All locations can be accessed via the westbound bus, which runs along the entire street (eastbound buses use West 10th Street).

==Notable current and past residents==

- Theodor W. Adorno, philosopher and cultural theorist, once lived at 45 Christopher Street
- Richard Amos, brother of Charles Christopher Amos, member of the Culper Spy Ring in New York City during the American Revolutionary War
- Eva Amurri, actor
- Bob Balaban, actor and writer, lived at 95 Christopher Street
- Vincent Canadé, artist, lived at 86 Christopher Street in the 1930s
- James Coco, actor, once lived at 45 Christopher Street
- E. E. Cummings, poet, lived at 11 Christopher Street in 1918
- Harlan Ellison, science fiction author, lived at 95 Christopher Street in the early 1960s
- Dick Francis, science fiction illustrator, once lived at 105 Christopher Street
- Ben M. Hall, author and founder of the Theatre Historical Society of America, lived at 181 Christopher Street where he was murdered in 1970
- Rosemary Harris, actress, once lived at 77 Christopher Street
- Philip Seymour Hoffman, actor
- Sally Kirkland, actress, once lived at 84 Christopher Street
- Luigi Lucioni, Italian-American painter known for his still lifes, landscapes, and portraits.
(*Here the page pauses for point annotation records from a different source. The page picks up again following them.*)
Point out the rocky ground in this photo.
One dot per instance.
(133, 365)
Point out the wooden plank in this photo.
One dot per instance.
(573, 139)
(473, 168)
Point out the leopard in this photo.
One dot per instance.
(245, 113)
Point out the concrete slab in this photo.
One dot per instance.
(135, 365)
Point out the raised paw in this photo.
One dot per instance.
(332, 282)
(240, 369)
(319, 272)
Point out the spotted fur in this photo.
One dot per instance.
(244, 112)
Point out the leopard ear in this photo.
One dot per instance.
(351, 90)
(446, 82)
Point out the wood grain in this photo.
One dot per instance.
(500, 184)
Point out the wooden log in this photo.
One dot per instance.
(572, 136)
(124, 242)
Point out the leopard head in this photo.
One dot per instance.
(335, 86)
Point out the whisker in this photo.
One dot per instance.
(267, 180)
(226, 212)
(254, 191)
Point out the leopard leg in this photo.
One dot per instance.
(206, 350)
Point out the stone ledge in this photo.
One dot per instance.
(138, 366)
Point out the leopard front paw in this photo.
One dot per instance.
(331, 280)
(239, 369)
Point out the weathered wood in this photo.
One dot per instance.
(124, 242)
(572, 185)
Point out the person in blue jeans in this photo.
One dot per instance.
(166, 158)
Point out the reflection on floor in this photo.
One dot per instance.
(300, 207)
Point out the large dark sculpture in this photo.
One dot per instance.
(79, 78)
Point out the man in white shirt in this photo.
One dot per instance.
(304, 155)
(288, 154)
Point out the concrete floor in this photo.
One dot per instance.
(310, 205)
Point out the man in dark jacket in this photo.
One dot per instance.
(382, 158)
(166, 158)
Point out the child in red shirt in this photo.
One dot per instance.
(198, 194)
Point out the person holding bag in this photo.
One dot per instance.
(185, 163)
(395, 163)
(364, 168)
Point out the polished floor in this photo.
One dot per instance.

His family emigrated to Christopher Street from Malnate, Italy in 1911.
- Peter MacNicol, actor, once lived at 95 Christopher Street
- Marshall W. Mason, theater director, lived at 165 Christopher Street for 43 years
- David "Fathead" Newman, jazz musician who lived at 95 Christopher through the 1980s
- Yoko Ono, singer and artist, once lived at 87 Christopher Street
- William Poole, member of the New York City gang Bowery Boys
- Dawn Powell, author, lived at 95 Christopher Street from 1963 to 1965
- Lindsay Price, actress
- Amy Sedaris, actress and comedian, once lived at 95 Christopher Street
- Linda Solomon, New York editor of New Musical Express and Village Voice columnist lived at 95 Christopher from 1960 to 1999
- Ted White, author and editor, once lived at 105 Christopher Street
- Lorde, New Zealand Singer and songwriter, who lives at 45 Christopher Street

==In popular culture==

- "Christopher Street" is both a song and the main location of the 1953 musical Wonderful Town.
- The courtyard of 125 Christopher Street was the model for the sets of the 1954 thriller film Rear Window, directed by Alfred Hitchcock. The character played by James Stewart, in calling the police, gives the address of the building he has been watching as “125 West 9th Street.” This address does not exist, because West 9th Street ends at Sixth Avenue and continues west as Christopher Street.
- The 1979 episode "The Spy" of the TV show Barney Miller—about a group of New York City police detectives working in the fictional 12th Precinct in Greenwich Village—established Miller's home address as 617 Christopher Street.
- In Paul Simon's 1983 song "Rene and Georgette Magritte with Their Dog after the War," artist René Magritte and his wife Georgette "were strolling down Christopher Street when they stopped in a men's store."
- The 1999 song "My My Metrocard", by queercore punk band Le Tigre on their debut album, mentions the location.
- On the TV show NYPD Blue, season 7, episode 3 (June 2000) "The Man with Two Right Shoes" shows Christopher Street directly after detectives mention "hitting the fairy bars" to find a gay, male prostitute.
- The Lou Reed song "Halloween Parade" from his 1989 album New York begins with the line "There's a downtown fairy singing out 'Proud Mary' as she cruises Christopher Street."
- In the comic series "Preacher", it is referenced as the current address of detective Paul Bridges, implying that the tough, ruthless, and homophobic detective, was in fact homosexual.
- In The Marvelous Mrs. Maisel episode "Interesting People on Christopher St.", the main character Miriam mistaking her manager for a lesbian (the character Susie's sexuality is ambiguous), goes to Christopher St. surreptitiously asking for info on a lesbian bar, often being rebuffed as she is mistaken for an undercover cop.